Deduplication inside SkillManager: The old ace/roles.py SkillManager integrates with DeduplicationManager directly — calling get_similarity_report() before the LLM call and apply_operations_from_response() after. Rejected for ace_next — deduplication is now a separate DeduplicateStep in the pipeline. This is cleaner separation: the SkillManager role only produces SkillManagerOutput, and deduplication runs at a configurable interval as an independent pipeline step. The step takes a DeduplicationManagerLike protocol, keeping it decoupled from the concrete implementation.

Shared ace_next/features.py module: Creating a centralized feature detection module (like ace/features.py) for optional dependency checks was considered. Rejected — the only code that needs feature detection is deduplication/detector.py, which uses a local _has(module) helper with importlib.import_module. A shared module would add a file for a single 4-line function. If more code needs feature detection in the future, the helper can be promoted to a shared location.

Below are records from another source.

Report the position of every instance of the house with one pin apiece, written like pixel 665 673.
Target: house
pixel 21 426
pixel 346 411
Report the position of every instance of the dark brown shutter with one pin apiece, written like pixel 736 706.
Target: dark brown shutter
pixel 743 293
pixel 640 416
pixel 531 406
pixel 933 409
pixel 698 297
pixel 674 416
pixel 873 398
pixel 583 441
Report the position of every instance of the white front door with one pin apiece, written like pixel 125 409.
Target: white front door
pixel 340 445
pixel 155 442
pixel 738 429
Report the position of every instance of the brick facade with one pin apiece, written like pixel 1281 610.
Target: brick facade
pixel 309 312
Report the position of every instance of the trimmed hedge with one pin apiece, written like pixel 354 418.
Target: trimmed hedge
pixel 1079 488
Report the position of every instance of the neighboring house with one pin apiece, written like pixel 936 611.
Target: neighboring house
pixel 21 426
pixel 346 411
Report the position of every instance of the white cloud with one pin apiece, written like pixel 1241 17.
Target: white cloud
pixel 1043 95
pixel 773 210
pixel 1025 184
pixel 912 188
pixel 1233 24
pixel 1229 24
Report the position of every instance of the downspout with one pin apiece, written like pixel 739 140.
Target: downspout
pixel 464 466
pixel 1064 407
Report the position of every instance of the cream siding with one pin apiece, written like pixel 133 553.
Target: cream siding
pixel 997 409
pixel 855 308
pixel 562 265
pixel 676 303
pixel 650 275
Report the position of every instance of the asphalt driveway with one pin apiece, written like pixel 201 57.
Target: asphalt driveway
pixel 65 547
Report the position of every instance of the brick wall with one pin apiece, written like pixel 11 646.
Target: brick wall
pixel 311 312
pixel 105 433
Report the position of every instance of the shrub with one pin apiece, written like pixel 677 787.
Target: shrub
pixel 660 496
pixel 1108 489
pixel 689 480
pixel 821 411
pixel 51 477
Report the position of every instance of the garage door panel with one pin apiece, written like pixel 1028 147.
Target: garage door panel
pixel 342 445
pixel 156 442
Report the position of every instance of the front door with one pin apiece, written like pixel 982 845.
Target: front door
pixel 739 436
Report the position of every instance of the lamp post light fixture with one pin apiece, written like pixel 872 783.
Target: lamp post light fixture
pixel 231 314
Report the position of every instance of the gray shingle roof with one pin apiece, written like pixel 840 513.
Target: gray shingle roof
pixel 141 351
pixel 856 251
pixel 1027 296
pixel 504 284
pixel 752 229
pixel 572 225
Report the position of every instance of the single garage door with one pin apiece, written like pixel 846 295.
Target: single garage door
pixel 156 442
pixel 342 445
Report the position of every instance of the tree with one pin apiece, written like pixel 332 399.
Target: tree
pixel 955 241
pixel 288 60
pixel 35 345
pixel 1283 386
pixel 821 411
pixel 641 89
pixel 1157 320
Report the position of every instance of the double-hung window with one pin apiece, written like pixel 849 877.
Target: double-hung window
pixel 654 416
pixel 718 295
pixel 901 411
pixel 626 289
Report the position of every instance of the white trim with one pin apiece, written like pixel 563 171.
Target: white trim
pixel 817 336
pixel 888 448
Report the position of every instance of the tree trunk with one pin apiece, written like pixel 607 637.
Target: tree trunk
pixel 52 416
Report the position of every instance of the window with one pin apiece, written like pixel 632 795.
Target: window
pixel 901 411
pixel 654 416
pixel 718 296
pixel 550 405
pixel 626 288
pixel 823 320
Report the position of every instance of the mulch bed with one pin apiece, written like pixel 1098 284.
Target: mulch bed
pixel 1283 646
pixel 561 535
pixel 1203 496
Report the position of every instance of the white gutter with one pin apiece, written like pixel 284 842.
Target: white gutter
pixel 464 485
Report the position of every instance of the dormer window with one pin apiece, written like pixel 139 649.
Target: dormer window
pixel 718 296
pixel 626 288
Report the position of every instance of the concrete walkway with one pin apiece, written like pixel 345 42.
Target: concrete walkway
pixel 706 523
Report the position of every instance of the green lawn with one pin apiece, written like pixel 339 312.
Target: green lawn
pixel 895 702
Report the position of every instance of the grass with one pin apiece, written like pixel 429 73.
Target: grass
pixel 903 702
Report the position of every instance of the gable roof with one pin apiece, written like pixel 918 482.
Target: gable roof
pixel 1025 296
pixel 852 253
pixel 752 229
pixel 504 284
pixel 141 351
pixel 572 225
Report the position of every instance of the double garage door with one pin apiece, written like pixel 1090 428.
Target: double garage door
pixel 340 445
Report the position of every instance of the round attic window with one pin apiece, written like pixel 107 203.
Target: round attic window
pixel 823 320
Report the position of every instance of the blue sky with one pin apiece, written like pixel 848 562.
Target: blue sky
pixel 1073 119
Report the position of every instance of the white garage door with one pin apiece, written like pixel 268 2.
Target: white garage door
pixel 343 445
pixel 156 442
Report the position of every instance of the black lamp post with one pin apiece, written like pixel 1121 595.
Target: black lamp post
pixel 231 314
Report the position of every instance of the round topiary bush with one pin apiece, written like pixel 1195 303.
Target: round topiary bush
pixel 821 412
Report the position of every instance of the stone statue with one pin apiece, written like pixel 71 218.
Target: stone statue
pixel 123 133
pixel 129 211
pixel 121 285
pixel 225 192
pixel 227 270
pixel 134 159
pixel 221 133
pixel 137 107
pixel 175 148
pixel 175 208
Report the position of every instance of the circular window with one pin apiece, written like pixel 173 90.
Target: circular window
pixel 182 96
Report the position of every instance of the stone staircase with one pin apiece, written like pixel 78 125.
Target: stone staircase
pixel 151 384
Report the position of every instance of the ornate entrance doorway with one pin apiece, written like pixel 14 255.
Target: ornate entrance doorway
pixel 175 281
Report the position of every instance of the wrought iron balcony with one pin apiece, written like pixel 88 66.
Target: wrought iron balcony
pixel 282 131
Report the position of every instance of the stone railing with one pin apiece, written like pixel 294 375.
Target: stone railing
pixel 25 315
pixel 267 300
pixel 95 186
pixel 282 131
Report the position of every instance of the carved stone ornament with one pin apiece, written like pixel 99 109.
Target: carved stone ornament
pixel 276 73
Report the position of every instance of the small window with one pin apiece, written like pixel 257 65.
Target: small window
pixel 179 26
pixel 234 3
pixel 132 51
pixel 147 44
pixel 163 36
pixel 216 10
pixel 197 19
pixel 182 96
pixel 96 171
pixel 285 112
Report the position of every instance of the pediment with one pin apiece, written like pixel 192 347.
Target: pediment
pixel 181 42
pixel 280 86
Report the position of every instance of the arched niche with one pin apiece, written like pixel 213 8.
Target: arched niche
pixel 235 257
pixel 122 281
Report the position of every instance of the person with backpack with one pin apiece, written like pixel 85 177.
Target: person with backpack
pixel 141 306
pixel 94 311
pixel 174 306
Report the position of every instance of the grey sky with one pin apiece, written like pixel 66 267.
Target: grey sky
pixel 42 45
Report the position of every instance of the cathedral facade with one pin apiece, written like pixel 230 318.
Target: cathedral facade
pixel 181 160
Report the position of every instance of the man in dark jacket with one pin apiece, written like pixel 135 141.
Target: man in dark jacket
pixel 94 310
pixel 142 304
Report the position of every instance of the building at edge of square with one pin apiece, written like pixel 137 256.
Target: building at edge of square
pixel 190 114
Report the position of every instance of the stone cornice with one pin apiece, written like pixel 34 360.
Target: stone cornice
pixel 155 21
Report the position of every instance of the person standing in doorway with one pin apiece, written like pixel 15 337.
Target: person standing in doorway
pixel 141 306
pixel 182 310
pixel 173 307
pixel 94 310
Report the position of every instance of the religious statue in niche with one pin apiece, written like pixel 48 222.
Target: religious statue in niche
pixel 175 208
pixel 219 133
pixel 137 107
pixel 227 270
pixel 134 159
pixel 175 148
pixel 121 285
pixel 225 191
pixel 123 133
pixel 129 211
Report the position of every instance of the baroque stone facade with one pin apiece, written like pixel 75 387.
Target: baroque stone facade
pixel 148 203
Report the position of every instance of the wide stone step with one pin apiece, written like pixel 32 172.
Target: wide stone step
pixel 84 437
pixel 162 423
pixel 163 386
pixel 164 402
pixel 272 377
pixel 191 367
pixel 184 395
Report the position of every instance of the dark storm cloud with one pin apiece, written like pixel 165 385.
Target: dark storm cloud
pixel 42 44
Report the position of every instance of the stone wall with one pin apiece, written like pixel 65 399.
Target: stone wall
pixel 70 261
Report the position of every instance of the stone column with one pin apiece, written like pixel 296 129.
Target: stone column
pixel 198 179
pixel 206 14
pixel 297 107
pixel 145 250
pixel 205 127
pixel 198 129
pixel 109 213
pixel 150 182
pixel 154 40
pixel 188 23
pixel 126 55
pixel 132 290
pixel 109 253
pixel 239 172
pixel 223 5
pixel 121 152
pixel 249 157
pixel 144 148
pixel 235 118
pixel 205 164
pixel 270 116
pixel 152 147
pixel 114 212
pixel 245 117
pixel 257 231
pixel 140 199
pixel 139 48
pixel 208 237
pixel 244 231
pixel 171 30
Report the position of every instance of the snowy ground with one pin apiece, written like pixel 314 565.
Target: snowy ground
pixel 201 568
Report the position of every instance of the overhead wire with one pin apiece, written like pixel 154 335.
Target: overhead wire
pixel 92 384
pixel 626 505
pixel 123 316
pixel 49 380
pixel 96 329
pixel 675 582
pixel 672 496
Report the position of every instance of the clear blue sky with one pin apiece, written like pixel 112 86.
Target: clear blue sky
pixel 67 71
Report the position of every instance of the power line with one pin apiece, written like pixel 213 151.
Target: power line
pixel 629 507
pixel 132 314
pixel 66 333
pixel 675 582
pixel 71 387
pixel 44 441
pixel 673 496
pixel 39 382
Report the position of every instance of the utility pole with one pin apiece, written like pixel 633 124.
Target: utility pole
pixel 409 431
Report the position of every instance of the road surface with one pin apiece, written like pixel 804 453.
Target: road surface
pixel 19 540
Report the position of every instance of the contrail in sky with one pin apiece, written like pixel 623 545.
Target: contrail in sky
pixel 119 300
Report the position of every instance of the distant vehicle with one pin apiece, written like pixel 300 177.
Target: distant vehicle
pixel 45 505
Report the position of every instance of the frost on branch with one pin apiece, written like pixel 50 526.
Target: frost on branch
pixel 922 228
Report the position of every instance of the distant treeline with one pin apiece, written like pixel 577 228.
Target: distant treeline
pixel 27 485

Separate wrapper classes for integration runners: Having separate convenience classes (ACEAgent, ACELangChain, ACEClaudeCode) that wrap the corresponding runners was the initial design. Each wrapper eagerly built a runner via from_roles() and delegated all calls to it. Rejected — the wrappers only added from_model() and a few lifecycle helpers (get_strategies(), backward-compat aliases), all of which fit naturally as methods on the runner class itself. Two classes for one concept forces users to understand both and choose which to use, while the runner already manages the pipeline, skillbook, and epoch loop. Instead, from_model() and convenience methods are defined directly on BrowserUse, LangChain, and ClaudeCode. The exception is ACELiteLLM, which is genuinely different: it wraps two runners (ACE and TraceAnalyser), has ask() (direct Agent call, no pipeline), and has learn_from_feedback() (manual single-shot learning). These don't map to any single runner's API.